Rolando Etienne : Encore une question piège. Selon moi, de tous les temps, le théâtre a toujours été une discipline engagée. Je ne vais pas cette fois me référer trop au passé, je vais de préférence me servir de deux grands maîtres du théâtre moderne : Jerzy Grotowski et Peter Brook. Selon moi, la publication du livre vers un théâtre pauvre a révolutionné la pratique du théâtre. Il développe sa théorie du théâtre pauvre où le jeu et la technique de l’acteur héritée priment sur les costumes, les décors, l’éclairage. Selon lui, les techniques utilisées maintenant encore dans le théâtre, ne sont pas pour le théâtre une sorte d’avantage. Cela s’apparente mieux au cinéma et à la télévision. Alors, il élimine tout : musique pré-enregistrée, et la remplace par la voix de l’acteur, et se rend compte qu’il obtient une autre musique. Ensuite les décors, en les remplaçant par les objets qui sont proches de lui. Ces moyens sont plus faciles que les moyens techniques. Ainsi donc on arrive vers un théâtre dépouillé où seul reste le corps de l’acteur, l’homme dépouillé qui ici est placé au dessus de tout cet appareillage technique. Donc, c’est l’acteur dans son corps, c’est le théâtre total, mais dépouillé de tous les moyens techniques, donc le théâtre total dans l’acteur total.
C’est cet engagement esthétique de Grotowski qui a animé les actions de Dram’art et qui fait qu’on a pu passer dix années à faire du théâtre en dehors des énormes bazars dont le théâtre haïtien avant était le digne héritier. Il suffisait pour nous de travail le corps de l’acteur, de s’assurer de sa capacité à établir une vraie communication entre le lui et le public, pour penser à l’œuvre théâtrale. Sans de pareilles recherches, certains théâtres ne parviendraient jamais à exister.
Et après, quand Peter Brook nous résume le théâtre entre l’action et l’observation, cela nous conforte dans notre démarche de dépouillement, car nous ne réfléchissons pas aux moyens techniques et financiers qui seront mis à notre disposition pour créer, mais quelle esthétique travailler pour permettre aux acteurs de rendre son personnage.
Donc l’engagement n’est pas seulement dans le discours, la propagande, mais aussi dans la manière de créer. Pourtant, certains auteurs sont engagés dans la manière d’aborder le réel, Shakespeare dans sa manière d’aborder les questions sociales : Roméo et Juliette, la prise et la gestion du pouvoir, Othello, Macbeth, Hamlet, se révèle aussi un auteur engagé.

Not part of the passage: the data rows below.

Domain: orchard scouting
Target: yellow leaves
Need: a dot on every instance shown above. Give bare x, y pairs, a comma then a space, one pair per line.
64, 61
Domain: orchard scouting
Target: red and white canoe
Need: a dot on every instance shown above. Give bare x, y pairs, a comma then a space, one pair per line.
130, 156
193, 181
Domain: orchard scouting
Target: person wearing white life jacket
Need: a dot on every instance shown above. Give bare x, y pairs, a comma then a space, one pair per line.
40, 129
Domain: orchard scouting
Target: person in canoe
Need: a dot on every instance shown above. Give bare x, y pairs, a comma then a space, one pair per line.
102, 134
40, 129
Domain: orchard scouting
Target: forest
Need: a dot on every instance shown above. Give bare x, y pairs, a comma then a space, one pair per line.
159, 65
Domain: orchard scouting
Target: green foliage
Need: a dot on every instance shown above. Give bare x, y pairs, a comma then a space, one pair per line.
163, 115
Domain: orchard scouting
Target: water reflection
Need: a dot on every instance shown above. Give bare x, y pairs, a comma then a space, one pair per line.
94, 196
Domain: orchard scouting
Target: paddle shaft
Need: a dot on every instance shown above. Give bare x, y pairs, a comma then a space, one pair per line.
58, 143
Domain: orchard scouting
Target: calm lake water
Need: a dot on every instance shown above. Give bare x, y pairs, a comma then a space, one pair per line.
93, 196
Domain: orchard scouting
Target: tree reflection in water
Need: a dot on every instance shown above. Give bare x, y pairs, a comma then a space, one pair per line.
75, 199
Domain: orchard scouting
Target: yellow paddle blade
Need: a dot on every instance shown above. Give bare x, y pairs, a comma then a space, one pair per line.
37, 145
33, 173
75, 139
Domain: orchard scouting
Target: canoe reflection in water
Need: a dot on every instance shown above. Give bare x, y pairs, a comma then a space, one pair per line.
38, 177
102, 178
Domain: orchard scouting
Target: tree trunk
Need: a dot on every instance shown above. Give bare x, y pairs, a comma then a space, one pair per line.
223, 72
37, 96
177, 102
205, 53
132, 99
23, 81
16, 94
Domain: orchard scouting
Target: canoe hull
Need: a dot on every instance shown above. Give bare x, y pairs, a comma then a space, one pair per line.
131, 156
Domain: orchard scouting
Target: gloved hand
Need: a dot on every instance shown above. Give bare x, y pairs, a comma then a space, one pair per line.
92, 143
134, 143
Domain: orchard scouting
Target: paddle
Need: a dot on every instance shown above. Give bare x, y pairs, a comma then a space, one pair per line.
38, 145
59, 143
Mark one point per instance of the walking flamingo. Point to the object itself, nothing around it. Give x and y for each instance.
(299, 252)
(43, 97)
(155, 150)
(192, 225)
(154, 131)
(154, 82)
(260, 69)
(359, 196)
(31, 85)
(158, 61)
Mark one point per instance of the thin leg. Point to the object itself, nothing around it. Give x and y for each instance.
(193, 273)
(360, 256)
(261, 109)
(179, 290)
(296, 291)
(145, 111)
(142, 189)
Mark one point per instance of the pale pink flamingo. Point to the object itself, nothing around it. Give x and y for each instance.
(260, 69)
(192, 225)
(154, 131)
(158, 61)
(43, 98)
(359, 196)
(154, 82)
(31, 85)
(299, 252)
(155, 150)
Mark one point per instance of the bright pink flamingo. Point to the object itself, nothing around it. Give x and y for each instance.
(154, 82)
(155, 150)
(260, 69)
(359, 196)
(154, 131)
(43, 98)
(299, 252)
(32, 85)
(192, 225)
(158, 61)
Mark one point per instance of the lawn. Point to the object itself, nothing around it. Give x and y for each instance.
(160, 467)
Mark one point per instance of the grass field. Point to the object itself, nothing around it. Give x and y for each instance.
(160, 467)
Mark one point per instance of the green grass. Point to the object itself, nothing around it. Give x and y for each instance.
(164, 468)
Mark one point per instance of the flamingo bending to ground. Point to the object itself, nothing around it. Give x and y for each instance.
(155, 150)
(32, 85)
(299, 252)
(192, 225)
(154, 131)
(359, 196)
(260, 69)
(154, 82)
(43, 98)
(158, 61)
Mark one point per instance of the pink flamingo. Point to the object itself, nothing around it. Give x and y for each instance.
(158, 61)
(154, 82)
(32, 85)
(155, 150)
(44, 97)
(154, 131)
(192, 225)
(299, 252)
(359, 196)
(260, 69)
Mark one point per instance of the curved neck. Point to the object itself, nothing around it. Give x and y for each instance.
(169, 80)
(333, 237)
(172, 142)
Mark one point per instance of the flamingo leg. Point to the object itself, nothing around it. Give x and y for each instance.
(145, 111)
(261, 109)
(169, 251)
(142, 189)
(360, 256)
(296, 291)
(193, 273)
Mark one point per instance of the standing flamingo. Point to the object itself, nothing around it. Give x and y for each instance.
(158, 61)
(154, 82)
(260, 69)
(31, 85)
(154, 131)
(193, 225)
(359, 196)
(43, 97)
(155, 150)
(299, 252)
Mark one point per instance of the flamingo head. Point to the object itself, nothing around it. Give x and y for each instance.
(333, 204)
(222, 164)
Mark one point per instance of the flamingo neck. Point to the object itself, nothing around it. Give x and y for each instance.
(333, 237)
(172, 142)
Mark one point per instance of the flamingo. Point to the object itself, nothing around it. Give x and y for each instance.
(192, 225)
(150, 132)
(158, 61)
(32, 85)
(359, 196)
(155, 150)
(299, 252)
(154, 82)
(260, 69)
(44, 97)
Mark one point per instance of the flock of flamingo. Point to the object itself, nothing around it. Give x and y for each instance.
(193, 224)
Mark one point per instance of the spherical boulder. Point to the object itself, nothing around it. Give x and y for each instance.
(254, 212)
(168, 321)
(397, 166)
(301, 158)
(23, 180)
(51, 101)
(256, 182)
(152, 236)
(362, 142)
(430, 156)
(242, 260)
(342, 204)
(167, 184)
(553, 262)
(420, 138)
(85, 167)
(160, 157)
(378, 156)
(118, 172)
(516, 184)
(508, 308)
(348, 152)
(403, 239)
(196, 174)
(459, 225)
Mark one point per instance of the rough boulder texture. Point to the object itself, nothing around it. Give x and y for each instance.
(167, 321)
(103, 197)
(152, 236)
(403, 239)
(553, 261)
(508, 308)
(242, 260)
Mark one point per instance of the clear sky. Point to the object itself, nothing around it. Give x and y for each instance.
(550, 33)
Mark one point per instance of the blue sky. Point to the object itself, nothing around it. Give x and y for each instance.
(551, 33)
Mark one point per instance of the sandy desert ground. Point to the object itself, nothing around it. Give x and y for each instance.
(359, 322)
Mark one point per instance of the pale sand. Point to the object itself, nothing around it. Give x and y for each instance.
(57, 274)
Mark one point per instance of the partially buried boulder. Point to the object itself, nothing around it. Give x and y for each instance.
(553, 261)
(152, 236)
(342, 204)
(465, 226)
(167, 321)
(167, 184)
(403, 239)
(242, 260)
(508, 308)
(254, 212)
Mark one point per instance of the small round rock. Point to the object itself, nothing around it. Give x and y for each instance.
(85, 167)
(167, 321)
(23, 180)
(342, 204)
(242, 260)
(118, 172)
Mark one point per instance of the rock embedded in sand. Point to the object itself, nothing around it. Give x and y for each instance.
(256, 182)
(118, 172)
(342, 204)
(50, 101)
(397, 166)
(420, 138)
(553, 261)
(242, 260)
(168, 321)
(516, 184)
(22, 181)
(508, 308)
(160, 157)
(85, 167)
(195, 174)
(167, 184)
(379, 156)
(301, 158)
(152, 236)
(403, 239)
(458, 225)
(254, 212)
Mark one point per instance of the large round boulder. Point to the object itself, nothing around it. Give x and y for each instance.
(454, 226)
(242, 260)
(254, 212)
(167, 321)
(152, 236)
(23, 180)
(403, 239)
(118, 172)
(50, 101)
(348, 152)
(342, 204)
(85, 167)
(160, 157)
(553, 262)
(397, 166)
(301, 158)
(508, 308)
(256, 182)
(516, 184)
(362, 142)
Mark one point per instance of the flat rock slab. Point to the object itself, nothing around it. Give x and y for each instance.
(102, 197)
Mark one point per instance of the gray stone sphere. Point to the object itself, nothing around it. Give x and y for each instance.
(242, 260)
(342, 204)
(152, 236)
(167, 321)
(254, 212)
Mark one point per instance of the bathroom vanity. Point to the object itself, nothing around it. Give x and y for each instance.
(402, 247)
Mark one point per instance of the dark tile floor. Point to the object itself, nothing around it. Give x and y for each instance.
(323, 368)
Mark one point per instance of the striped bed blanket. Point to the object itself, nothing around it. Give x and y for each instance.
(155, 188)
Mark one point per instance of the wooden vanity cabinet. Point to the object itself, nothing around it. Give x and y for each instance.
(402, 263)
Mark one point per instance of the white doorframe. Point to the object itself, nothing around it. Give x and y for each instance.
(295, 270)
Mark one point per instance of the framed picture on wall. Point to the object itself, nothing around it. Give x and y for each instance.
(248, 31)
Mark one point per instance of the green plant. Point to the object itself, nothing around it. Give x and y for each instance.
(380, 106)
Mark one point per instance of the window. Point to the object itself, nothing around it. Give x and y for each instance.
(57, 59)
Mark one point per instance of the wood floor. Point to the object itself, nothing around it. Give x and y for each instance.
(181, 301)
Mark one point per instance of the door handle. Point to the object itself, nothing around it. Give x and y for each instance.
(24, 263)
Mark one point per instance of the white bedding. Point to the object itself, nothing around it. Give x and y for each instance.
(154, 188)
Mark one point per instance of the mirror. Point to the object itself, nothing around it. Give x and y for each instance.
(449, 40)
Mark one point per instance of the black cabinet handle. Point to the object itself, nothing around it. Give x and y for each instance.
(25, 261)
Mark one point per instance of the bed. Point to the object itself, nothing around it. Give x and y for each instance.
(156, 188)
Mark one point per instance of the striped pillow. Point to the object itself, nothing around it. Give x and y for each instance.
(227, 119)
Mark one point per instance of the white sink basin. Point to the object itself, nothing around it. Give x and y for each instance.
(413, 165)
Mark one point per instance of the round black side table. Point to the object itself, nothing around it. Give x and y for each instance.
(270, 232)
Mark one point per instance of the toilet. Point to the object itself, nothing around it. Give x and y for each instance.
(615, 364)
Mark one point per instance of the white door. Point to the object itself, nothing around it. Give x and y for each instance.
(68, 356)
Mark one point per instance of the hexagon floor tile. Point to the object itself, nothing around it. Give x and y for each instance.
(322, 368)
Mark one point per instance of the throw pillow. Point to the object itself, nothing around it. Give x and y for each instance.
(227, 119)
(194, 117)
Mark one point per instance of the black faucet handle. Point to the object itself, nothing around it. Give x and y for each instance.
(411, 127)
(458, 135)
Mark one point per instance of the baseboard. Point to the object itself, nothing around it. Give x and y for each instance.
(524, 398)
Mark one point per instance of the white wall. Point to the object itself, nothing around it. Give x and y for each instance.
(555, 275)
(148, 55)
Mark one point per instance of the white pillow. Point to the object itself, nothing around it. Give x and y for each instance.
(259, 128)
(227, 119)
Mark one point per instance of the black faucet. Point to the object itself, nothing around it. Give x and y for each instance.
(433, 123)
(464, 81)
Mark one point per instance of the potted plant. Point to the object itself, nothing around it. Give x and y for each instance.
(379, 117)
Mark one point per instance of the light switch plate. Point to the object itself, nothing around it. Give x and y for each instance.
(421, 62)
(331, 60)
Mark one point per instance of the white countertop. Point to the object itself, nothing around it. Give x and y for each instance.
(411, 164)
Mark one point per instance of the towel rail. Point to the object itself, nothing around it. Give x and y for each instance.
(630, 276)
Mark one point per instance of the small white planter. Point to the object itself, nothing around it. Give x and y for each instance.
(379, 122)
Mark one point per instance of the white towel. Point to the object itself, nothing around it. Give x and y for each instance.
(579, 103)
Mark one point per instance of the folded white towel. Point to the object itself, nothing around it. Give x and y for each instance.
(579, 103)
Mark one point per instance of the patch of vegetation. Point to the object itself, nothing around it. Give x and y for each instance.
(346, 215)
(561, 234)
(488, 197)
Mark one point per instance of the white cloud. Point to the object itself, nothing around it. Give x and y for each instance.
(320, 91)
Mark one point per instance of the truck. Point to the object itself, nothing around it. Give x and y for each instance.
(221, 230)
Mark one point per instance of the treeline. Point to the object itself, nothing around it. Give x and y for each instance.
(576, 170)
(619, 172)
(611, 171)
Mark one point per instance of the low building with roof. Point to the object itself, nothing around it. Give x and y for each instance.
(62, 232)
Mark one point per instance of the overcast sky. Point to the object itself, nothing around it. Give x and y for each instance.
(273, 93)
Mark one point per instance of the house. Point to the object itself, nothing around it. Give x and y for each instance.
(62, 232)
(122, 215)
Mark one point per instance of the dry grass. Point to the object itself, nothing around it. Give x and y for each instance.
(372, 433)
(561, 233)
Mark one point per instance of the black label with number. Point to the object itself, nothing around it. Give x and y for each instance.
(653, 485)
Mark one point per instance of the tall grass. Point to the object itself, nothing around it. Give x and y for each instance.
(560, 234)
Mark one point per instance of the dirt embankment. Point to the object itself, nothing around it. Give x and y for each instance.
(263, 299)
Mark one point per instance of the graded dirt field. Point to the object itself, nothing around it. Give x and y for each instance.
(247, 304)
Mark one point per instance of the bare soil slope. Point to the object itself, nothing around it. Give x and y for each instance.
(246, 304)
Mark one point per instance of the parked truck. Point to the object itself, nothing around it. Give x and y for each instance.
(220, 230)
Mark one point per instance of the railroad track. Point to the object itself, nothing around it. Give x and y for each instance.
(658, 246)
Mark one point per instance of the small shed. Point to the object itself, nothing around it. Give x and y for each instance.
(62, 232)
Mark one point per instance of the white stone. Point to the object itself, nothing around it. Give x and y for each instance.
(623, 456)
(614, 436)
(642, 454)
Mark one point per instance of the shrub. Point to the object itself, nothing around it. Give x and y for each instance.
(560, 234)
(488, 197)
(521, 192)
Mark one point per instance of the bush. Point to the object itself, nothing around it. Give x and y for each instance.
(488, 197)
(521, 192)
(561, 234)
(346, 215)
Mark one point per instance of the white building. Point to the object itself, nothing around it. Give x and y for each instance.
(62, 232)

Le théâtre haïtien n’a pas échappé à cette règle. Toutes les étapes de son évolution sont empreintes d’un engagement assez profond. Il prend plusieurs formes. Chez Félix M. Leroy, c’est un parti pris pour le créole (je l’ai développé dans la question précédente). Chez Franck Fouché, c’est la présence du vodou dans le théâtre haïtien qui donne à cet art une dimension profondément haïtienne qu’on retrouvera dans aucun autre théâtre. D’autres auteurs s’inscrivent dans la dynamique de la transformation sociale et politique, etc. Les textes de Franckétienne sur la question de la femme sur le phénomène du pouvoir dans tous ces aspects : politique, social et mystique. Théodore Beaubrun, dans Lavi nan Nouyòk ou encore Les lapins de madame Fleviau, touchent avec une profonde sensibilité, le drame existentiel haïtien.